- Born: November 22, 1891 Kokstad, KwaZulu-Natal, South Africa
- Died: 25 May 1975 (aged 83)
- Allegiance: South Africa
- Branch: Royal Flying Corps
- Rank: Captain
- Unit: No. 84 Squadron RFC, No. 24 Squadron RAF
- Awards: Distinguished Flying Cross with Bar

= Horace Barton =

Captain Horace Dale Barton (22 November 1891 – 25 May 1975) was a World War I flying ace credited with 19 aerial victories.

He originally spent 1914–1916 with the army in German Southwest and East Africa. He then joined the Royal Flying Corps in England. His first assignment after pilot's training was 84 Squadron. On 3 January 1918, he moved on to 24 Squadron. On 18 February, he scored his first victory, sending a DFW reconnaissance plane down out of control. On 16 May, he scored his fourth; it is likely he was the one who killed German ace Hans Wolff. His steady accumulation of single victories saw him become an ace on 6 June, when he defeated an Albatros D.V. His next victory, on 17 June 1918, was his most important, as he helped force down and capture 27-victory ace Kurt Wüsthoff in a new Fokker D.VII. Eventually, scoring single triumphs (except for 15 September, when he scored twice), he raised his count to 19. He single-handedly destroyed five enemies, including one set afire. He shared victories in three cases of destroyed enemy aircraft. He sent down seven foes out of control, though two of those were shared victories. He aided in the capture of two enemy planes. He shot down one balloon by himself, and had help on a second.

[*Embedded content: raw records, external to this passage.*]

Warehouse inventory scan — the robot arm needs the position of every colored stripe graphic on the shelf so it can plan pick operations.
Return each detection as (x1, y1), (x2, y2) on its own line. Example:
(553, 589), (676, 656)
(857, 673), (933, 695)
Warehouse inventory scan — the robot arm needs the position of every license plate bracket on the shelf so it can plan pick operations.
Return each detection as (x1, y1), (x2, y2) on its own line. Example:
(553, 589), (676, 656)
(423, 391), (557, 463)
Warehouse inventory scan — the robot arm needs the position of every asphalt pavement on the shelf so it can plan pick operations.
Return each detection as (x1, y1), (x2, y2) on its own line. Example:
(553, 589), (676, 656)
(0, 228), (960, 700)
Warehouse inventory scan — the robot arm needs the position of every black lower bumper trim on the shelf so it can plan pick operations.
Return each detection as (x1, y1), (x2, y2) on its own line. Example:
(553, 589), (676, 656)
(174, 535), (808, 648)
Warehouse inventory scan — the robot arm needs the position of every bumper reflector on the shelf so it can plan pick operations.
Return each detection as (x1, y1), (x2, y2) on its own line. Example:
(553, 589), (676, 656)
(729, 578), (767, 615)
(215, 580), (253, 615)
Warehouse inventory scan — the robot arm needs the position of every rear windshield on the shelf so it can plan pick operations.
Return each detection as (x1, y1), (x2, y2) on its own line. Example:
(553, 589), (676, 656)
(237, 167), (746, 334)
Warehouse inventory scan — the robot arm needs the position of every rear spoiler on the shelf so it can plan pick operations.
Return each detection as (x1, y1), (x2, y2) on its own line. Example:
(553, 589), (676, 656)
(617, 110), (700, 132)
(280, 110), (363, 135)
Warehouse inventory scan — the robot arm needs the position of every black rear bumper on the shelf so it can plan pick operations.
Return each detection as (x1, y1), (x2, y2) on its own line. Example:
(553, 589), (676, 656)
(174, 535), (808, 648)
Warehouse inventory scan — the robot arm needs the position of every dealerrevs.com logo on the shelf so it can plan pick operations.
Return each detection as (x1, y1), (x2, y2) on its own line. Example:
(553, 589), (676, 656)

During World War II, Barton returned to service as an intelligence officer for the South African Air Force.

==Honors and awards==
Distinguished Flying Cross

He has accounted for 14 enemy machines, destroying two, forcing two to land in our lines, and driving 10 down out of control. In addition, he has destroyed a kite balloon which was flying at a height of 500 ft.; engaging it at close range he drove it down in flames.